Atlantic bluefin tuna are loosely divided into eastern and western populations: the two stocks mingle in the open ocean, but they return to opposite ends of the compass to breed. Eastern bluefins breed in the Mediterranean Sea, while the westerns breed in the Gulf of Mexico.
Both populations collapsed by the early 1980s, after an explosion in the industrial fishing fleet and better gear allowed fishermen to travel farther into the ocean in search of tuna. In 1998 the International Commission for the Conservation of Atlantic Tunas (ICCAT) set quotas to attempt to halt the decline, but the numbers were still far higher than scientists advised. Scientists estimate that between 2005 and 2011, the actual bluefin tuna catch exceeded the total allowable quota by 44 percent, according to a 2013 study in PLOS ONE.

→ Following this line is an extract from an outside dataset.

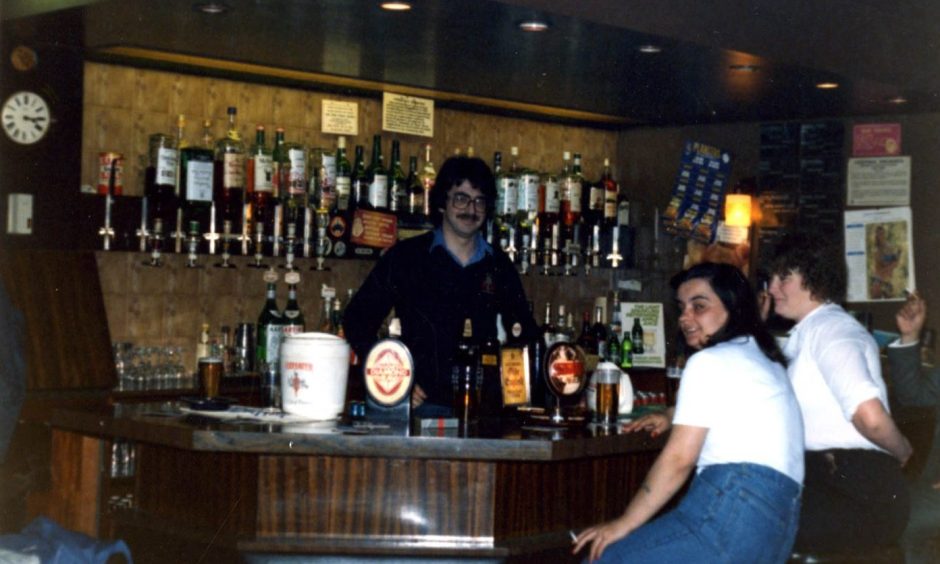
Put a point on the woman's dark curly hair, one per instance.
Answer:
(454, 172)
(736, 294)
(817, 259)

Then in October of 2012, an ICCAT assessment revealed the first signs of recovery for both eastern and western bluefin. The commercial fishing industry clamored to raise the quotas, says Pastor, but Oceana and our allies insisted that doing so would completely undermine further recovery. Since then, Oceana has campaigned to keep bluefin tuna quotas steady in the face of constant pressure from the fishing industry. Yet overfishing isn’t the only thing threatening eastern bluefins.
Spain’s Balearic Islands are known for their tourist-filled beaches and blue waters, but they are also the most critical breeding ground for eastern bluefin. Each summer, tens of thousands of tuna migrate to the area’s warm waters to spawn. Yet these breeding grounds could soon be inundated with the deafening blasts of seismic airguns.